Purpose: In grading, one of the most common errors is made in combining two or more different test scores. This study aimed to investigate the agreement of grades calculated by weighting raw scores and standard scores.
Research Methods: In this simulation study, data were simulated for midterm and final measurements. Nine conditions [3 (class level: poor, average, good) x 3 (standard deviation (SD) difference (0, 10, and 20 units)] were considered. The sample size for each measurement was taken as 60 and the replication number set to 100. The weight for midterm and final measurements was respectively taken as 40% and 60%. The students’ norm-referenced grades were calculated in two ways: (1) based on T scores of weighted raw success scores (TWRSS) and (2) based on T scores of weighted standardized success scores (TWSSS). The agreement between TWRSS and TWSSS grades was calculated with the simple percentage agreement, extended (±1 grade) percentage agreement and kappa coefficient. The agreement between grades was compared by conducting two-way ANOVA.
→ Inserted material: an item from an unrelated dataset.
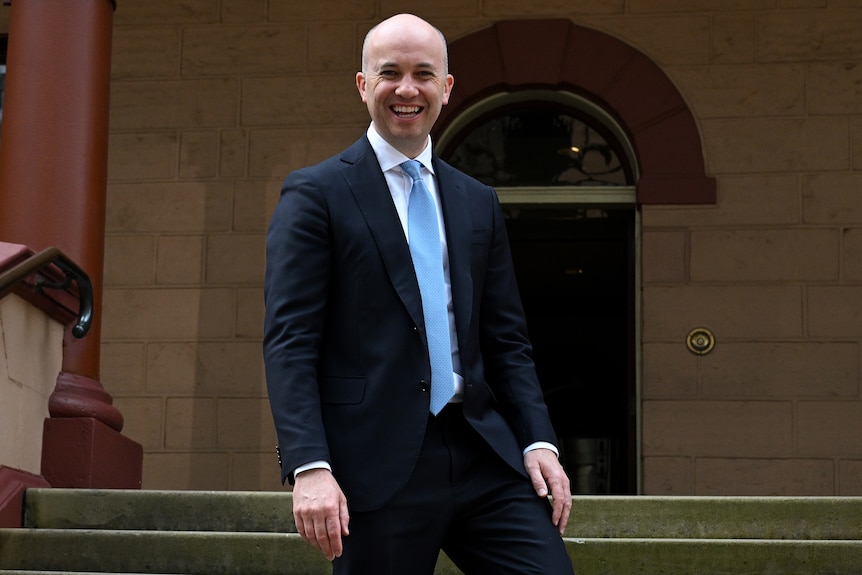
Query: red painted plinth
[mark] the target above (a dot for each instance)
(84, 452)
Findings: The results showed that the SD main effect was a significant effect on the agreement between grades. The maximum agreement was provided when midterm and final measurements had equal SD. The minimum was provided when the SD difference was at the highest level.
Implications for Research and Practice: It was recommended that scores should be standardized before combined in the norm-referenced grading system. The effects of the shape of data (skewness or kurtosis) on norm-referenced grades could be investigated in the further studies.
Keywords: Standard scores, norm-referenced grading, agreement.